Lokasi stasiun Ambarawa pada peta tahun 1909. Perhatikan lokasi stasiun yang dekat dengan benteng Willem I. Stasiun ini sengaja dibangun dekat dengan benteng untuk melayani kebutuhan militer. Dahulu terdapat dua akses ke stasiun ini, yakni di sebelah utara (kini jalan Stasiun) yang kebanyakan digunakan untuk kalangan sipil dan di sebelah selatan (kini jalan Margoroto) yang digunakan oleh kalangan militer (sumber : maps.library.leiden.edu).
Pendirian stasiun ini berkaitan erat dengan peran Ambarawa sebagai kota militer setelah pemerintah kolonial mendirikan sebuah benteng besar yang dibangun puluhan tahun sebelum stasiun ini dibangun. Lambat laun, Ambarawa berkembang menjadi garnisun militer yang penting. Di perbukitan sekitar Ambarawa, perkebunan-perkebunan kopi mulai dibuka oleh para pengusaha partikelir. Sehingga pemerintah kolonial membutuhkan sebuah sarana transportasi massal yang dapat meningkatkan mobilitas militer dan pengangkutan hasil bumi berupa kopi. Kereta api menjadi jawaban atas kebutuhan tersebut karena dalam sekali jalan, kereta dapat mengangkut barang dan penumpang dalam jumlah besar. Lajunya pun lebih cepat daripada kendaraan tradisional kala itu seperti pedati.

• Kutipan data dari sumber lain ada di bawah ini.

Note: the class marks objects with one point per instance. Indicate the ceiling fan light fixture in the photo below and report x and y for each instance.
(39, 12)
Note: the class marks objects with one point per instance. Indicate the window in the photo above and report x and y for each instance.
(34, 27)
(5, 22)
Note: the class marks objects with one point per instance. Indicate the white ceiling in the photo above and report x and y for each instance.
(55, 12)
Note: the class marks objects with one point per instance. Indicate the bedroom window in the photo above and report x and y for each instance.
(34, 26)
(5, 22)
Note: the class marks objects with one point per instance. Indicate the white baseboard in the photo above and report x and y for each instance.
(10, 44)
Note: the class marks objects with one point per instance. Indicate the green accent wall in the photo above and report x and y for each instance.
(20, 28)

Stasiun Ambarawa sebelum disempurnakan. Perhatikan bentuk stasiun yang masih sederhana sekali (sumber : media-kitlv.nl).
Kongsi kereta api partikelir, Nederlandsch Indische Maatschapij (N.I.S.M), diminta oleh pemerintah kolonial untuk membuka sebuah jalur kereta baru ke arah Ambarawa. Permintaan itu dituruti oleh N.I.S.M. Tiga tahun setelah N.I.S.M membuka jalur Kedungjati-Surakarta, sebuah jalur percabangan dari Kedungjati ke Ambarawa dibangun. Pembangunan itu merupakan tantangan berat pertama yang dilakukan oleh N.I.S.M lantaran pada kali ini, mereka harus menggali bukit dan mendirikan jembatan di atas sungai curam. Namun tantangan tadi berhasil dilalui dengan baik. 21 Mei 1873, Stasiun Ambarawa tuntas dibangun. Keberadaan stasiun ini berdampak pada lancarnya distribusi kopi dari perkebunan sekitar Ambarawa. Stasiun ini juga membantu mobilitas militer dan pengiriman berbagai barang kebutuhan militer seperti ransum, amunisi dan obat-obatan (Sri Chirullia Iskandar, 2011; 102-103).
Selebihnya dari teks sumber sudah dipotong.